Eine akute Exazerbation der chronischen Bronchitis (AECB) kann viral und/oder bakteriell verursacht sein. Häufige bakterielle Erreger sind Haemophilus influenzae, Streptococcus pneumoniae, Moraxella catarrhalis, Enterobacteriaceen und Pseudomonas aeruginosa • Klinische Zeichen sind zunehmende Atemnot, vermehrtes Husten, die Zunahme der Sputummenge, eine gelb-grüne Verfärbung des Auswurfs, Brustenge sowie unspezifische Symptome wie Müdigkeit oder Schlafstörungen. Ob eine Antibiotikatherapie durchgeführt wird oder nicht, hängt vom Allgemeinzustand des Patienten und seinen weiteren Krankheiten ab. Patienten mit Atemnot, kardialer Komorbidität und gelbem Auswurf sollten antimikrobiell behandelt werden. Das Mittel der Wahl ist Amoxicillin, das hoch dosiert und ausreichend lange (während sieben bis zehn Tagen) eingenommen werden muss. Bei einer schweren Einschränkung der Lungenfunktion sind Amoxicillin/Clavulansäure oder ein pneumokokkenwirksames Fluorchinolon indiziert. Letzteres ist im Hinblick auf steigende Resistenzen restriktiv und nicht im ambulanten Bereich einzusetzen.

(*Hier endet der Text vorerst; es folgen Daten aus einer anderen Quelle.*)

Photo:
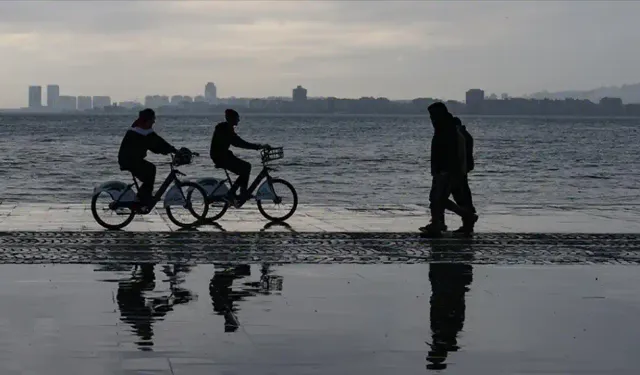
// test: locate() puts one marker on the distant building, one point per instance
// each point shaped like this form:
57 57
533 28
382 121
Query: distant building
35 96
84 103
67 103
299 94
475 100
211 93
130 104
100 102
156 101
53 93
176 99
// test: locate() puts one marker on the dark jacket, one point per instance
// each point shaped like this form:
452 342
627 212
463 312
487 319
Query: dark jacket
137 142
468 140
224 136
444 147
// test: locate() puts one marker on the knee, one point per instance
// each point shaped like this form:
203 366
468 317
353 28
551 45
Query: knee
246 168
151 172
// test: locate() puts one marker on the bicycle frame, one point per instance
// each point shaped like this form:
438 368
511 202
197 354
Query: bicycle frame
265 190
172 177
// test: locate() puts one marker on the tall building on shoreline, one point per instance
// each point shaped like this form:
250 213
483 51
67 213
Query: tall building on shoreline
299 94
53 93
35 96
84 103
67 103
474 100
100 102
211 93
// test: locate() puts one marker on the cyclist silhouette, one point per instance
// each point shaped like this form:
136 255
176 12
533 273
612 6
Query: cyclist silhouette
225 136
139 139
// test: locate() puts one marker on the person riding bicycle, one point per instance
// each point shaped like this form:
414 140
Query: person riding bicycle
225 136
139 139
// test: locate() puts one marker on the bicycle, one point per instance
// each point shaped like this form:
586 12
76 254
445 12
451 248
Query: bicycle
218 189
122 198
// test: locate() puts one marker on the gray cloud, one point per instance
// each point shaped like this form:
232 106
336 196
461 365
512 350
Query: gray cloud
399 49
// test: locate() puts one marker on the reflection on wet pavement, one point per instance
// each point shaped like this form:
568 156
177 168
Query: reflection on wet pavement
449 284
264 318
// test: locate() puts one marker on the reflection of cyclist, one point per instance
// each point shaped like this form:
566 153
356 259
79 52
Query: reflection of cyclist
225 136
139 139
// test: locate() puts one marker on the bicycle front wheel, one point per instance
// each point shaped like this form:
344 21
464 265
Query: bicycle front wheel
193 210
282 205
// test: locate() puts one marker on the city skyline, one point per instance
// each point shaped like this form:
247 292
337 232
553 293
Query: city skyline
397 49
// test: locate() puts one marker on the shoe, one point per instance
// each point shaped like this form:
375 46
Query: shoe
467 227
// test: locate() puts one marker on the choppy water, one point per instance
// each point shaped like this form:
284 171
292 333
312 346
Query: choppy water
569 162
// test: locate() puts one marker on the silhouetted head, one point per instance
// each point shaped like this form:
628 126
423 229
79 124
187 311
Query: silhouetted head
439 114
232 117
146 119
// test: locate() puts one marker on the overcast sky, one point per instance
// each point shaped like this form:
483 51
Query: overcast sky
396 49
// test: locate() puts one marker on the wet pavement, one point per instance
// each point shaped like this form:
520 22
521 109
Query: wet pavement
362 218
334 291
318 319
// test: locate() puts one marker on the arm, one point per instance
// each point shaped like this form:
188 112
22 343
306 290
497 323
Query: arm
158 145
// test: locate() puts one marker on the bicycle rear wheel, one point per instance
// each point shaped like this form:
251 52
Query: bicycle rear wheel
107 217
195 207
283 205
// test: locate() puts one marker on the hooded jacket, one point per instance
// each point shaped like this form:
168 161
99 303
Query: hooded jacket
224 136
137 141
444 144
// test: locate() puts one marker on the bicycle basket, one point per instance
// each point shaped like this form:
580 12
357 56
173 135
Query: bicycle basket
272 154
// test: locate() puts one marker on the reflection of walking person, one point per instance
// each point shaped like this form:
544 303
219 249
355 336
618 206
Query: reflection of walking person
449 283
449 168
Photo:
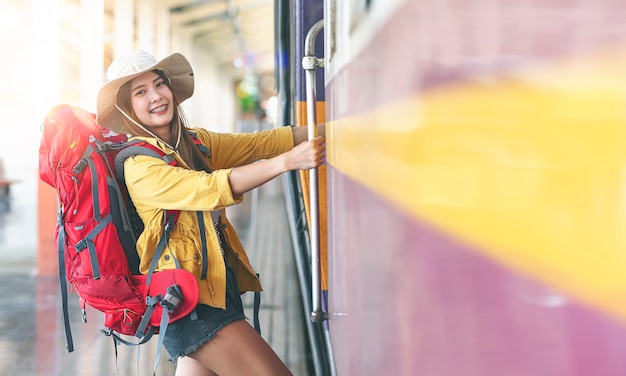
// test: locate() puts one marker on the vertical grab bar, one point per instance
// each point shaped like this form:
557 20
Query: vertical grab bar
309 63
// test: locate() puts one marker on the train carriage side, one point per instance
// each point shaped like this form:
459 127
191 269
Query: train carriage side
475 176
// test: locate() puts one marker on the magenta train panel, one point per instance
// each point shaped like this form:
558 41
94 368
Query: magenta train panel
406 299
425 44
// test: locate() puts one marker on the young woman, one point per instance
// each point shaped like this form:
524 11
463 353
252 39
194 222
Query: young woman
142 98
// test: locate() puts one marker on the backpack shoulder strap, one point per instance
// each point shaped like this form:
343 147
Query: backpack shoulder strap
203 149
139 148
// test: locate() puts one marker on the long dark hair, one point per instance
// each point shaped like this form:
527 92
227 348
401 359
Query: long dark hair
187 150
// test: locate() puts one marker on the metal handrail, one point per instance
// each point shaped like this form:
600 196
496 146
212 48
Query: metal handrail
309 63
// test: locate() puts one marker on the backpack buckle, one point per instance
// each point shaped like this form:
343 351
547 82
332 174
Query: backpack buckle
172 298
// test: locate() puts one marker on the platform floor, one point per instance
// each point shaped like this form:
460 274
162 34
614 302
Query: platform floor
32 338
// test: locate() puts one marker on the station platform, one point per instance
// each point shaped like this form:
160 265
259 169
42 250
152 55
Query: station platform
32 337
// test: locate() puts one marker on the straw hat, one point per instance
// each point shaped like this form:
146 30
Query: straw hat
125 68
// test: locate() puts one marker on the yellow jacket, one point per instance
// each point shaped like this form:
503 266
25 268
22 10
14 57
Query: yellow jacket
154 186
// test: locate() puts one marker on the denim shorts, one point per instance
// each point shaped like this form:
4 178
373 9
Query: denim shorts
187 335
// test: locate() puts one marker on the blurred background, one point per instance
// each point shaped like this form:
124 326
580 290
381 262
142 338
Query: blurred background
57 51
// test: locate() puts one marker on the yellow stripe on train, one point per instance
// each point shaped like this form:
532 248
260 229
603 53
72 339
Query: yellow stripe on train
529 167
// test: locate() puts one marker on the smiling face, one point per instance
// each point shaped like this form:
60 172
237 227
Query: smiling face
152 102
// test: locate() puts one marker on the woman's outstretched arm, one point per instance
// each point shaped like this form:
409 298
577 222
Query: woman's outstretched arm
306 154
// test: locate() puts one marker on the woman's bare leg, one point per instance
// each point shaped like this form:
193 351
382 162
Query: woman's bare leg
186 366
238 349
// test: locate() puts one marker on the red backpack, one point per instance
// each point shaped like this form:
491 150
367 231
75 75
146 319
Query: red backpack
97 229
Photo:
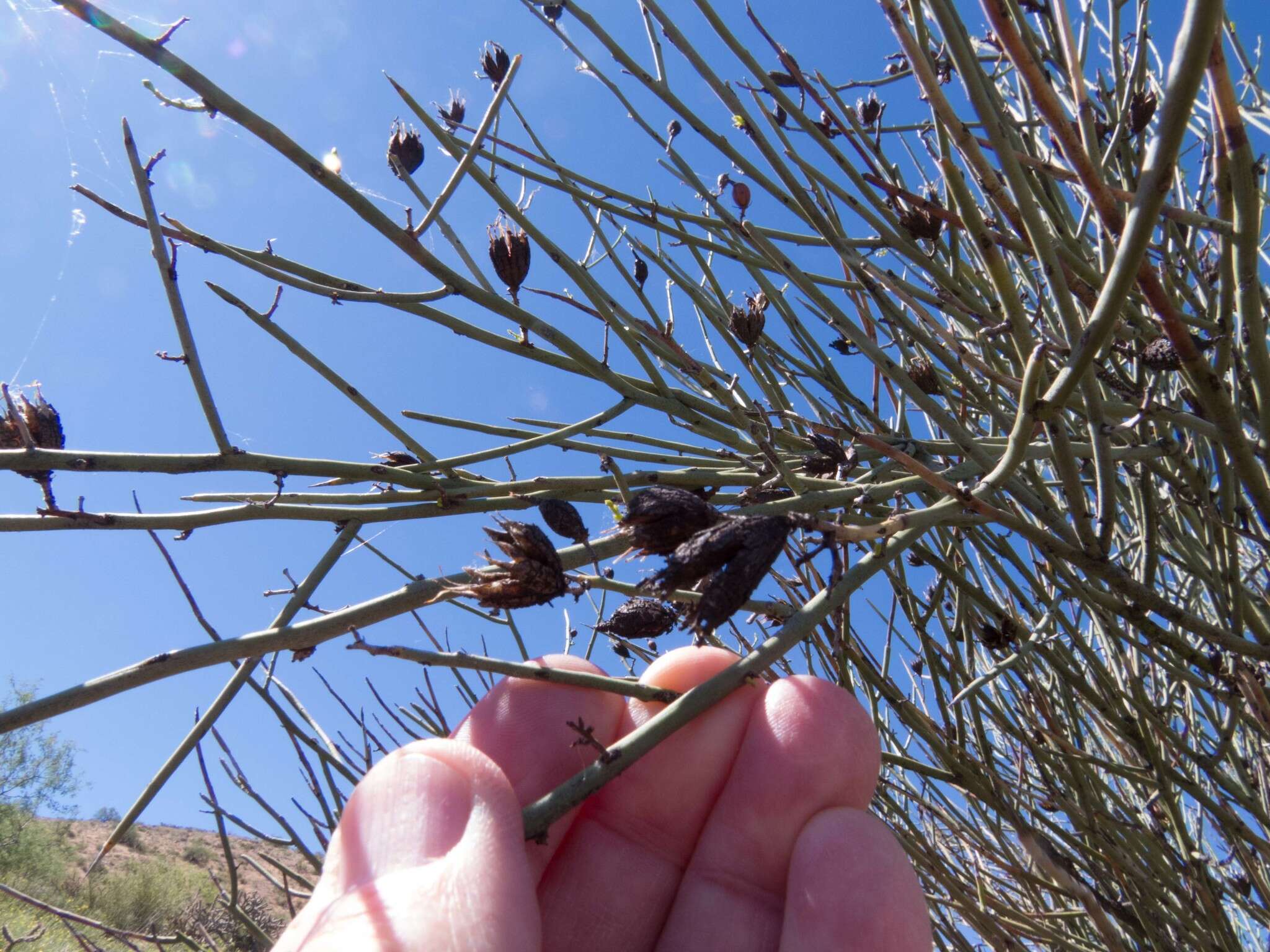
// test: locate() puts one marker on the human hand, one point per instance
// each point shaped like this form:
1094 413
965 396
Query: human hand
744 831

Ambulant erworbene Pneumonien
Ambulant erworbene Pneumonien (community-acquired pneumonia, CAP) gehören weltweit zu den häufigsten Infektionskrankheiten und gehen mit einer Gesamtletalität von annähernd 11% einher. Das Erregerspektrum variiert sehr stark in Abhängigkeit von regionalen, saisonalen, epidemiologischen und demographischen Faktoren. Klassische Erreger sind Streptococcus pneumoniae und Haemophilus influenzae .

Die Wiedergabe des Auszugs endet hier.